Fri Feb 9 10:57:29 GMT 2001

The Beowulf Cluster

Contents

Using the Cluster

The School of Computing Beowulf consists of 8 dual-node Pentium III PCs connected by a very fast `Scali' network. These machines are intended as number-crunchers: they run users' programs and very little else.

For this sort of system to run efficiently, work has to be divided evenly between the computers and individual machines should not be given more work than they can handle.

For this reason, users do not log onto cluster machines directly but submit lists of commands - known as jobs - to a batch system.

The batch system, a modified version of OpenPBS, distributes the jobs around the cluster. If the cluster is too busy, the job will be queued until resources become available.

Copying files to and from the Cluster

Users with accounts on the cluster will be able to access their directory space from other departmental computers.
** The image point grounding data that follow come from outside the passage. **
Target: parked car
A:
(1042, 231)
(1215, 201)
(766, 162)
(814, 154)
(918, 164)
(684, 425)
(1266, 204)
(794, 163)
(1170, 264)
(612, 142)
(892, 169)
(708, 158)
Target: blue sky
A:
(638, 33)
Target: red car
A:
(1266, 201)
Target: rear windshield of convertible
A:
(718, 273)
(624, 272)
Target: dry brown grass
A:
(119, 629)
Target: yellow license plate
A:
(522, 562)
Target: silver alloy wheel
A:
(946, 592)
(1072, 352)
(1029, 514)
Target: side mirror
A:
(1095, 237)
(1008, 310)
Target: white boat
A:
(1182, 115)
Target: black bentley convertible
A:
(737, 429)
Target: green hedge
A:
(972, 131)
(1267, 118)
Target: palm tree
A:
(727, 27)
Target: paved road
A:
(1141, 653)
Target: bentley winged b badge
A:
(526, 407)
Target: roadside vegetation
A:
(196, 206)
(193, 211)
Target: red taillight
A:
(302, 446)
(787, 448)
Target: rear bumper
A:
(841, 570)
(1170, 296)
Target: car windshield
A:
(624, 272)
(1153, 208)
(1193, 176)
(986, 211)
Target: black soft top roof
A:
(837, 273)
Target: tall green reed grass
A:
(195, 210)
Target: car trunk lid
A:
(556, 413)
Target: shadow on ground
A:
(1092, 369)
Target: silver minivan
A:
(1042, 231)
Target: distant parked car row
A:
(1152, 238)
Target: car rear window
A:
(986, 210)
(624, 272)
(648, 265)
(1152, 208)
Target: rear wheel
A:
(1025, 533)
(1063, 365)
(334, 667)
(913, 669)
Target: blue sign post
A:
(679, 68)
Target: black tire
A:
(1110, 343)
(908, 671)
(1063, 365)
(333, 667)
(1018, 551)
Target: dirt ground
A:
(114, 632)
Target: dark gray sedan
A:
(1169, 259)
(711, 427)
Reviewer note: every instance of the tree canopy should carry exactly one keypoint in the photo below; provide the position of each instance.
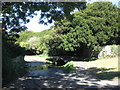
(16, 13)
(91, 28)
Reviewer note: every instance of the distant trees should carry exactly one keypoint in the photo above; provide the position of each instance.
(86, 32)
(91, 28)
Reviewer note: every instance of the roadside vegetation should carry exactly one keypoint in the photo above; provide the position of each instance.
(106, 68)
(80, 35)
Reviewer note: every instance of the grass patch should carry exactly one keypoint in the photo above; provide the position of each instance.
(105, 68)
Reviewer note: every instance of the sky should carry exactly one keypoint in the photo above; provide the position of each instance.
(34, 26)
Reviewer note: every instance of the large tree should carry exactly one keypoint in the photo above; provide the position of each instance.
(16, 13)
(91, 28)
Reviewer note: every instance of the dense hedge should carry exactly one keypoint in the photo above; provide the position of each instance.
(89, 29)
(10, 69)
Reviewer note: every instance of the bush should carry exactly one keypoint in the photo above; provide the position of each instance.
(69, 67)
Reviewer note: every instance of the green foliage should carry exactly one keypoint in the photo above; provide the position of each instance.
(37, 41)
(69, 67)
(91, 28)
(115, 49)
(22, 10)
(10, 69)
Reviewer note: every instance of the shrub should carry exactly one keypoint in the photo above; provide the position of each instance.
(69, 67)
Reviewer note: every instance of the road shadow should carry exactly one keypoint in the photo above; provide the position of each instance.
(103, 73)
(57, 79)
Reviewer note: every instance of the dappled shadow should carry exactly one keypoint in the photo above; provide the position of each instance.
(57, 79)
(103, 73)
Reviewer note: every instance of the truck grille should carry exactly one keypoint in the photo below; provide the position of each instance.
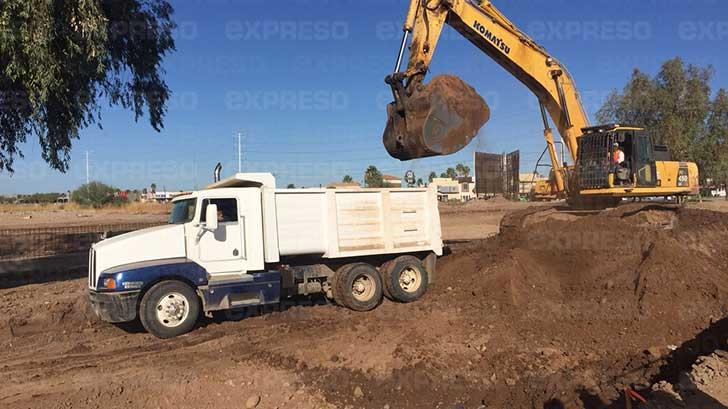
(92, 269)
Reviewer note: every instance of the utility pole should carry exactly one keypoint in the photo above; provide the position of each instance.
(88, 178)
(240, 152)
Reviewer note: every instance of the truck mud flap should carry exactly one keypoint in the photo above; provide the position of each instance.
(259, 289)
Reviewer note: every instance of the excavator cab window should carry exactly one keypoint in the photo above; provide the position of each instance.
(624, 141)
(643, 158)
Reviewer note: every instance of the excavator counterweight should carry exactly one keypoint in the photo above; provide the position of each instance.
(439, 118)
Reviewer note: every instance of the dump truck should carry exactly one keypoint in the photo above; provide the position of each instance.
(241, 243)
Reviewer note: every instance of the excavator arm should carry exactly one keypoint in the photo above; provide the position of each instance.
(420, 126)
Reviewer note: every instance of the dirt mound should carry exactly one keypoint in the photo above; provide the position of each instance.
(637, 259)
(562, 309)
(586, 293)
(48, 308)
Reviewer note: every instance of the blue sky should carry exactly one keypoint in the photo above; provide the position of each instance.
(303, 79)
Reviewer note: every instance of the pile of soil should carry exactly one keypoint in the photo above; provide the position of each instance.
(611, 292)
(558, 310)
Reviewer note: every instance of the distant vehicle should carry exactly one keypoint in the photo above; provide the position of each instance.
(241, 242)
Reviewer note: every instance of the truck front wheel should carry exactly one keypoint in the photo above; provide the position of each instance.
(405, 279)
(357, 287)
(169, 308)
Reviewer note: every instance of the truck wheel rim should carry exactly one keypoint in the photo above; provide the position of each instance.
(363, 288)
(410, 279)
(172, 310)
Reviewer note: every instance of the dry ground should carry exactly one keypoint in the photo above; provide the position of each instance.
(564, 312)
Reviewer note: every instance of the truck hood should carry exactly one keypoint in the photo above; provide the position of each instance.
(156, 243)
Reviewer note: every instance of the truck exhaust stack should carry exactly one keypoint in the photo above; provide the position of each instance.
(439, 118)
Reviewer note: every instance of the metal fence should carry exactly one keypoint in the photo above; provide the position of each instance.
(497, 174)
(42, 242)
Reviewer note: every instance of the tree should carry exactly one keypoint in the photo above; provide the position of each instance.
(462, 170)
(373, 177)
(676, 106)
(61, 60)
(713, 158)
(94, 194)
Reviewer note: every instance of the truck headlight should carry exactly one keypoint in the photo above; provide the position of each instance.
(109, 284)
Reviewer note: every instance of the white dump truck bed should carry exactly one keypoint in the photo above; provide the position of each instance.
(338, 223)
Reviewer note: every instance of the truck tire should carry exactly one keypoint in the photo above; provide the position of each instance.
(358, 287)
(405, 279)
(169, 309)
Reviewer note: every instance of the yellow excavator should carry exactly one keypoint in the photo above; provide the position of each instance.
(442, 117)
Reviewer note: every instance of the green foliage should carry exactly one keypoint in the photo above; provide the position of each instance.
(60, 59)
(41, 198)
(450, 173)
(676, 105)
(95, 194)
(373, 177)
(713, 148)
(462, 169)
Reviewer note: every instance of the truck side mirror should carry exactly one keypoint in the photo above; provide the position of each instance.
(211, 217)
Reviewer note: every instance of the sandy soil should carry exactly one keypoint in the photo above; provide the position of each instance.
(558, 310)
(27, 219)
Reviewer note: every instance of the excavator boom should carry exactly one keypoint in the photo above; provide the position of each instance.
(425, 120)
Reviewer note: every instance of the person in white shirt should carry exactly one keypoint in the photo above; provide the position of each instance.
(618, 155)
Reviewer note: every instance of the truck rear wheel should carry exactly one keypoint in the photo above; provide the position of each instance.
(169, 309)
(405, 279)
(358, 287)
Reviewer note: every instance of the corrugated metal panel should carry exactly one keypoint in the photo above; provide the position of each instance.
(359, 221)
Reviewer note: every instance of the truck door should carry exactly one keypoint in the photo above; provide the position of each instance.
(237, 245)
(222, 250)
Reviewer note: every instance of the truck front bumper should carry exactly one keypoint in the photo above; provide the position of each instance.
(114, 307)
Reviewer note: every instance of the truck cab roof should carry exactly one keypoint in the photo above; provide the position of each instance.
(238, 180)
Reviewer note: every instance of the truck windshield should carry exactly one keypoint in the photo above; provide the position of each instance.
(183, 211)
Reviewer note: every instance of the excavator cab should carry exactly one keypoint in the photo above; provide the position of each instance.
(598, 165)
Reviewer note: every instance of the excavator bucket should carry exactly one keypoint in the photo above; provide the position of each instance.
(440, 118)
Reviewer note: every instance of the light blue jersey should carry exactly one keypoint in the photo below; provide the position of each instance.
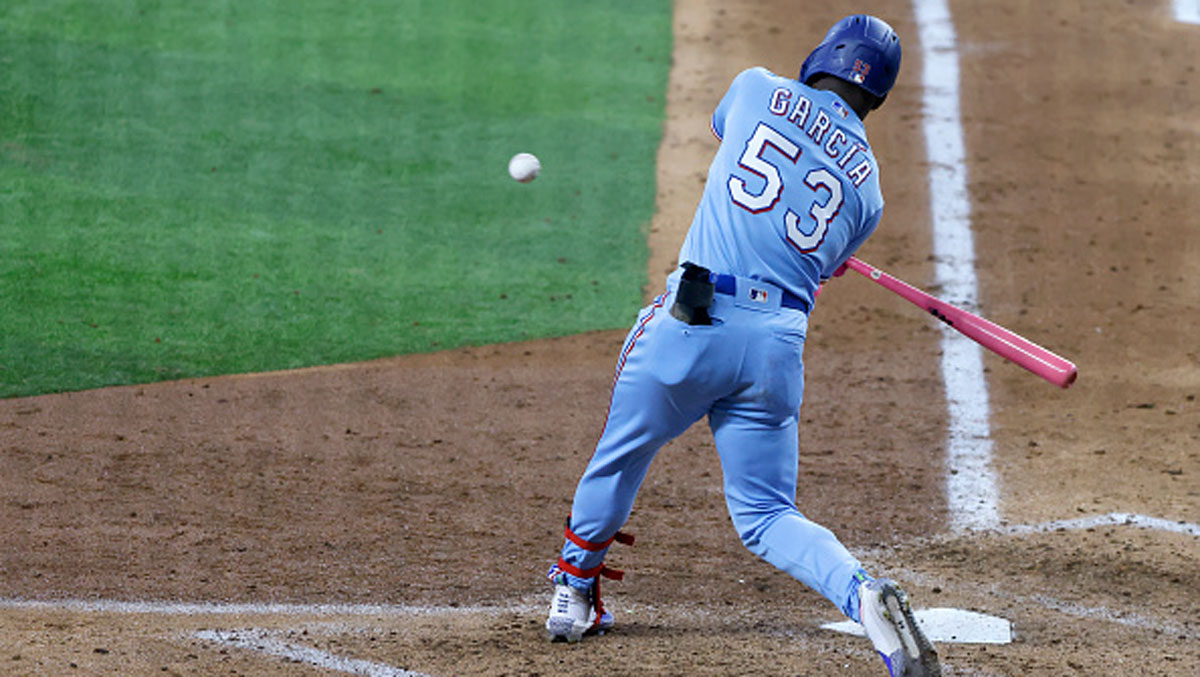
(793, 190)
(791, 195)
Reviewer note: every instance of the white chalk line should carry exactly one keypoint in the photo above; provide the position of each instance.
(1111, 519)
(265, 641)
(268, 642)
(1187, 11)
(971, 490)
(167, 607)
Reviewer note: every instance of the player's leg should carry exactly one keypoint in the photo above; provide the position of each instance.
(756, 439)
(759, 461)
(653, 401)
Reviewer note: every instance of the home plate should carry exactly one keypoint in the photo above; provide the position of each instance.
(948, 625)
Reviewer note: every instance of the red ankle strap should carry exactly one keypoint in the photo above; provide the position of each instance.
(619, 537)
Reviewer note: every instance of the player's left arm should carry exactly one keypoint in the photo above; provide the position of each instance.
(865, 232)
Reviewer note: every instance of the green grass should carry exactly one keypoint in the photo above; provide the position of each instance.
(199, 187)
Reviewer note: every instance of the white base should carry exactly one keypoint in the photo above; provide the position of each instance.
(948, 625)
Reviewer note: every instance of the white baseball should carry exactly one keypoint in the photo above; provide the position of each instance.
(525, 167)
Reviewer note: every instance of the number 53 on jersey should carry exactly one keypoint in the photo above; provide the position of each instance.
(763, 155)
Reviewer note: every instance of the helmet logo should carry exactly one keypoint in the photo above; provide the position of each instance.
(861, 70)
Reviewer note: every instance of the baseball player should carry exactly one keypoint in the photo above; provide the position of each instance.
(791, 193)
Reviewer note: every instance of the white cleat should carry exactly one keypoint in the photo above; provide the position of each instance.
(887, 617)
(570, 615)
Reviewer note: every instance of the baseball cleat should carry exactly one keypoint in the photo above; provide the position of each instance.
(887, 617)
(570, 615)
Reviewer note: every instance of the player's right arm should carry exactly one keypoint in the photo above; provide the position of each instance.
(723, 108)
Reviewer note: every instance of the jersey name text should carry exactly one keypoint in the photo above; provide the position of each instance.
(819, 126)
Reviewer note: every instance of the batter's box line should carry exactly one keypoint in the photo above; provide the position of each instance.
(1111, 519)
(269, 642)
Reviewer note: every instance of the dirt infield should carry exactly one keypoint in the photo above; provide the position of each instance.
(400, 515)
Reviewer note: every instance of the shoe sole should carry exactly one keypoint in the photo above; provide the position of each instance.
(562, 629)
(918, 647)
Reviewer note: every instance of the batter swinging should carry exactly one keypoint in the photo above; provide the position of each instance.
(791, 195)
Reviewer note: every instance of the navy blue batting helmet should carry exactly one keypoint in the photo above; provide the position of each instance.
(859, 49)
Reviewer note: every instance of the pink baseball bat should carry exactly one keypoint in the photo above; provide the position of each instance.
(1011, 346)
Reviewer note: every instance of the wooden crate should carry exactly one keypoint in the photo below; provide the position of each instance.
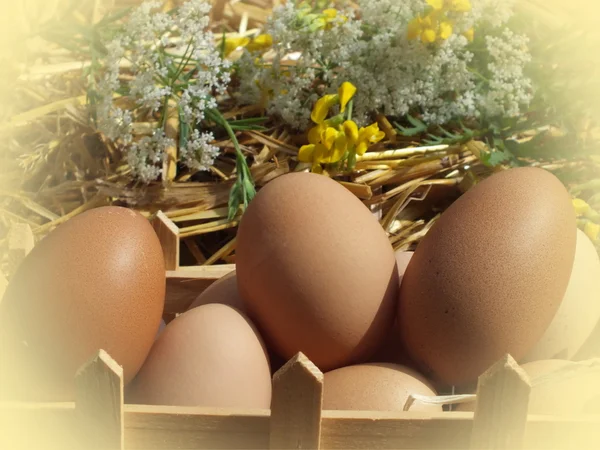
(99, 419)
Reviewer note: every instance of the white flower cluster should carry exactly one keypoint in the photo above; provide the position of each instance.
(442, 81)
(157, 48)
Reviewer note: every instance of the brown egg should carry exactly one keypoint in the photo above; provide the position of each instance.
(375, 387)
(579, 310)
(96, 282)
(223, 291)
(211, 355)
(489, 276)
(161, 327)
(570, 393)
(316, 271)
(391, 350)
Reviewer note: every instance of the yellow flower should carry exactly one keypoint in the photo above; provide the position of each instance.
(260, 42)
(306, 153)
(329, 136)
(314, 134)
(460, 5)
(592, 230)
(367, 136)
(322, 107)
(351, 131)
(330, 13)
(469, 34)
(581, 207)
(232, 44)
(423, 27)
(436, 4)
(428, 36)
(346, 92)
(445, 30)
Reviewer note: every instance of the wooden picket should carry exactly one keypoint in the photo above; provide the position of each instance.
(100, 420)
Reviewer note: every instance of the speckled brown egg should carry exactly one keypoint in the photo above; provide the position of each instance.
(96, 282)
(559, 388)
(316, 271)
(489, 276)
(375, 387)
(211, 355)
(579, 310)
(224, 291)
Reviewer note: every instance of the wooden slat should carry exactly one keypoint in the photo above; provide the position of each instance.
(3, 285)
(168, 235)
(164, 427)
(99, 403)
(345, 430)
(171, 428)
(501, 407)
(296, 405)
(186, 283)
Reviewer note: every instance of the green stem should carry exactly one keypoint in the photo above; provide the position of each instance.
(243, 183)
The space will appear in:

 /home/cswuk1/username

You can use the usual Unix commands: cp, mv etc to work on files in this directory.

Submitting jobs to the Cluster

Single processor jobs

To create a job, list the commands that you intend to run in a file and send it to the cluster using a command like

 qsub my.job

The job will be given an identifier, which will be of the form number.hostname. This can be used to track the progress of your job and, if neccessary, to remove it from the system.

When the batch system is ready, the commands in the file my.job will be executed on one of the nodes in the cluster. Anything sent to standard output and standard error will appear in files called my.job.o and my.job.e with the job ID number appended.

qsub provides extra options to control how these output files are generated and to report on its progress.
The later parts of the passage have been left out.